Esses casos mostram que não se trata apenas de boa gestão ou propaganda bem feita. Trata-se de um novo comportamento político-midiático, em que a política ocupa o mesmo espaço simbólico dos influenciadores digitais.
Por que isso desafia governadores?
Porque governar um estado é diferente de comandar uma cidade. Prefeitos entregam serviços visíveis – asfalto, praças, mutirões – ações fáceis de transformar em vídeos de 15 segundos que geram engajamento imediato.
Governadores lidam com obras de longo prazo, programas estruturantes, rodovias que levam anos e políticas menos tangíveis para o cidadão comum. Como transformar uma reforma fiscal em conteúdo viral?
Como competir com um reel mostrando um prefeito dançando enquanto entrega uma rua pavimentada?
Raquel tenta reagir com infraestrutura, educação, saúde e a força do interior – onde ainda prevalece a lógica da liderança local. Mas isso não viraliza.
O eleitor médio valoriza o que está perto, no bairro, no dia a dia.
João entendeu isso antes: transformou sua imagem em extensão da vida do cidadão. Ele não vende apenas gestão, vende identidade.
O voto de estrutura segue contando. Prefeitos influenciam, máquinas garantem capilaridade, alianças trazem tempo de TV. Mas quando a disputa ganha camada afetiva, isso não basta.
Enquanto líderes negociam espaços em gabinetes, João oferece algo que nenhum acordo partidário compra: proximidade simbólica no cotidiano do eleitor.
Cada story é um toque no ombro. Cada reel, um lembrete de presença. Em 2026, isso pode valer mais do que uma obra entregue a 300 km da capital.

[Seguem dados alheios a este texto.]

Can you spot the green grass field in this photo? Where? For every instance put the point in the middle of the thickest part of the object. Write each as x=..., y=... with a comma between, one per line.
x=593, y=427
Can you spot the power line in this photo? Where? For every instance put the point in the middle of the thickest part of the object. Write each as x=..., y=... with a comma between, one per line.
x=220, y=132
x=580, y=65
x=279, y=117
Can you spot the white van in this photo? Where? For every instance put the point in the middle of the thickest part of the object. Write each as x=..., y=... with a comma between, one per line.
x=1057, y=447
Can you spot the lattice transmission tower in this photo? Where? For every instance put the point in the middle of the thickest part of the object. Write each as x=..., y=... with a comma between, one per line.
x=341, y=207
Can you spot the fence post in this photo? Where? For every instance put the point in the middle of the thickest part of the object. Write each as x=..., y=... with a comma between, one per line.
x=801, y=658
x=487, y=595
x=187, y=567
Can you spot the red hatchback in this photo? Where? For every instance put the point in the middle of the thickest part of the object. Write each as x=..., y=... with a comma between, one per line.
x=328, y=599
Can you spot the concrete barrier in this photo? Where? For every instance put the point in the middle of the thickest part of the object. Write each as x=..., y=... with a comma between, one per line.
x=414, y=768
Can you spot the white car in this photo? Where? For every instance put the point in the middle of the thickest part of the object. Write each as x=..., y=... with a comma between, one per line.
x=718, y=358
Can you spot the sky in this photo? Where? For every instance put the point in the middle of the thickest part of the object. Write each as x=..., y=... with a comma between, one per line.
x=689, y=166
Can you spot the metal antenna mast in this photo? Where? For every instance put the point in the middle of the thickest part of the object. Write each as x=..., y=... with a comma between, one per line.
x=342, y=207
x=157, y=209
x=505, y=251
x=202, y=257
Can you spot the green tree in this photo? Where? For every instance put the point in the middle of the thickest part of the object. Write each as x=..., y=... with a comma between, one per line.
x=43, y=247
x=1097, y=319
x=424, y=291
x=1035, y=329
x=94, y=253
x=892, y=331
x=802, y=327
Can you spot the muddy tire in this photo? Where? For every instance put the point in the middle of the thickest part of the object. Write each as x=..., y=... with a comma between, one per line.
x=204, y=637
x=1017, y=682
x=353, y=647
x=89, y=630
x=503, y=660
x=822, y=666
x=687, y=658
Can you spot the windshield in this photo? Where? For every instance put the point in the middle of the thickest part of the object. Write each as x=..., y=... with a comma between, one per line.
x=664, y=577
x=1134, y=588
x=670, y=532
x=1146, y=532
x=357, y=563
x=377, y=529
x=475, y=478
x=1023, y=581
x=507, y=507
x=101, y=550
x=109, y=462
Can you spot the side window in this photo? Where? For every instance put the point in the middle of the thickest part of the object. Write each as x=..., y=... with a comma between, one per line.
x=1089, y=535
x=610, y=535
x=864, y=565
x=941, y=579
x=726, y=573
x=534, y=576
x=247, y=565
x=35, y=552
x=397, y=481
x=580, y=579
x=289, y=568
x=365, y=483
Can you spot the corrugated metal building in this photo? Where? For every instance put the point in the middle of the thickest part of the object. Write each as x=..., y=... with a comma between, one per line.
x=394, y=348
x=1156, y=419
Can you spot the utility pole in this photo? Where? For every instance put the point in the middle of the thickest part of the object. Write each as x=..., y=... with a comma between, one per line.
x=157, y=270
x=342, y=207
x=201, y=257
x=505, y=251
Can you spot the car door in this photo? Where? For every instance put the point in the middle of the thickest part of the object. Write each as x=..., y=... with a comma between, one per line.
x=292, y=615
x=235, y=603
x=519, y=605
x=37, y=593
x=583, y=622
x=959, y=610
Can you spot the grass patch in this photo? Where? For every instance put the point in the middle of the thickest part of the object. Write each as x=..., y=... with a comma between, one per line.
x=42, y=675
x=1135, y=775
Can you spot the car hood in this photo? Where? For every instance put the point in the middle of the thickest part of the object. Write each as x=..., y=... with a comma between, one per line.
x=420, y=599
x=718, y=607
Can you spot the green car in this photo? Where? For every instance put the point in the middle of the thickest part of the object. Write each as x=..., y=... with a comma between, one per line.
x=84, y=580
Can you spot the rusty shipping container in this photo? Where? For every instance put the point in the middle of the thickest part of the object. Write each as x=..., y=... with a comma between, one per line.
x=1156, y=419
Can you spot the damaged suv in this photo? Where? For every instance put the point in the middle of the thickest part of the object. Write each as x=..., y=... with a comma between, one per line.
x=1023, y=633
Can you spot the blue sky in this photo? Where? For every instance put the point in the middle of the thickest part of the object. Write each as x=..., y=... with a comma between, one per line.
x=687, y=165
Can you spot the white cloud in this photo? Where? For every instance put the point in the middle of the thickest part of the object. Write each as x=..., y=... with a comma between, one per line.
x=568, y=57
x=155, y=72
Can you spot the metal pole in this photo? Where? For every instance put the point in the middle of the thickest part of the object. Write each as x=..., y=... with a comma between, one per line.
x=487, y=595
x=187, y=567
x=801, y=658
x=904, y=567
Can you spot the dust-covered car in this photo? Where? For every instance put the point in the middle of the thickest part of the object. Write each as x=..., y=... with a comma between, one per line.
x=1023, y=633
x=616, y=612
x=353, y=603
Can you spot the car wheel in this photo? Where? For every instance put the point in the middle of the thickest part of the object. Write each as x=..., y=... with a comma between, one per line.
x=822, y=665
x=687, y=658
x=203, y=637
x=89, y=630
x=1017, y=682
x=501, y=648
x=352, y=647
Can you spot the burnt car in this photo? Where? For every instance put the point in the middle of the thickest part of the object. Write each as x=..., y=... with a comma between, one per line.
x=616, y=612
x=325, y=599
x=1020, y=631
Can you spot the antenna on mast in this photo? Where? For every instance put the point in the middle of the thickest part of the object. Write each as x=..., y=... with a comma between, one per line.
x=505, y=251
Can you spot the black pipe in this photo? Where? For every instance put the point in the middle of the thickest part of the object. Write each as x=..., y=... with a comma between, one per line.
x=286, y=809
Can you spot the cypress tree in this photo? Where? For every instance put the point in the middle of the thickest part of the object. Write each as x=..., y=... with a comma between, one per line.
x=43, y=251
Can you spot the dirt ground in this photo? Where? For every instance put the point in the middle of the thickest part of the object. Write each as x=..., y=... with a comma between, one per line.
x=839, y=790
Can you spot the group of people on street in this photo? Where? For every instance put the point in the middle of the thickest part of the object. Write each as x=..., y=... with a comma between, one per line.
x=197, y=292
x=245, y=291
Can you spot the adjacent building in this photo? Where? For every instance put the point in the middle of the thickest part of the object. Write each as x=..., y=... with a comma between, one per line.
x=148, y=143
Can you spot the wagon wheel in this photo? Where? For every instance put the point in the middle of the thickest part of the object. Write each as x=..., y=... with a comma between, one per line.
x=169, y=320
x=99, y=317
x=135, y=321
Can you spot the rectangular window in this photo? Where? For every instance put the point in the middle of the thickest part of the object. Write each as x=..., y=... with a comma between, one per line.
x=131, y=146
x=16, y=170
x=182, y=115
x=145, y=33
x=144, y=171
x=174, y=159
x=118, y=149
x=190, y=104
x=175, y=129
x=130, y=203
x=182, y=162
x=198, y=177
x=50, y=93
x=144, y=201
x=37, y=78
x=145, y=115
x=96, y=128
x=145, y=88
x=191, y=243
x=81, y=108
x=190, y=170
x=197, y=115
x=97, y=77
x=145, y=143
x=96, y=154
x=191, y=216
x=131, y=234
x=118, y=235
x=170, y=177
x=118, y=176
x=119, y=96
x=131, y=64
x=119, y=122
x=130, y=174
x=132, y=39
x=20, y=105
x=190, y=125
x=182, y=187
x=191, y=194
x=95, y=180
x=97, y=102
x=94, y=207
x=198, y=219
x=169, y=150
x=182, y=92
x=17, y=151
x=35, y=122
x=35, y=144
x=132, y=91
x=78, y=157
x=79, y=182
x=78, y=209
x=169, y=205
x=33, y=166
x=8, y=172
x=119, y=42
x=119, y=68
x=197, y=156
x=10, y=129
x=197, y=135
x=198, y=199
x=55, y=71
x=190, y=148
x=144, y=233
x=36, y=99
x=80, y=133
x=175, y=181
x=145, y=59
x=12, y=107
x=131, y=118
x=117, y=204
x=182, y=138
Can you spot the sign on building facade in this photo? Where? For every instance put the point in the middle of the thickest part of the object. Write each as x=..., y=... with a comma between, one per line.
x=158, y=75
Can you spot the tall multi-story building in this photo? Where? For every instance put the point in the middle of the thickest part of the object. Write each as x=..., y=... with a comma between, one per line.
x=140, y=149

Raquel ampliou sua base, atraiu prefeitos, melhorou sua aprovação. Mas enfrenta um teto difícil porque a disputa não é apenas sobre quem governa melhor, e sim sobre quem ocupa a mente e o coração do eleitor todos os dias.
Para onde isso nos leva?
O fenômeno do voto de afinidade revela uma mudança profunda: campanhas deixaram de ser disputas apenas de propostas para se tornarem batalhas por atenção e emoção. Isso não significa que estrutura e alianças perderam valor, mas que, sozinhas, já não garantem vitória.
Pernambuco será um caso emblemático dessa transição. Se João confirmar a vantagem, ficará evidente que não estamos diante apenas de um candidato popular, mas diante de uma nova lógica eleitoral, em que a política se mistura à dinâmica dos criadores de conteúdo.
Prefeitos como João, Manga, Furlan e Topázio já provaram que isso funciona no nível municipal.
Agora, veremos até onde essa fórmula vai quando o jogo é governar um estado – e talvez, em breve, até uma eleição presidencial.
E na corrida presidencial?
Esse fenômeno não vai parar em 2026. A lógica do voto de afinidade já começa a influenciar estratégias para a disputa nacional.
Presidentes e presidenciáveis perceberam que o país não quer apenas gestores ou ideólogos: quer personas digitais, líderes que ocupem espaço no feed e provoquem sensação de proximidade.
A pergunta que paira sobre 2026 é clara: quem não entender que a política virou uma disputa de atenção vai perder o jogo, mesmo que tenha a melhor estrutura, o maior partido e as alianças mais poderosas.
No Brasil conectado, quem não disputar o feed, vai disputar a urna?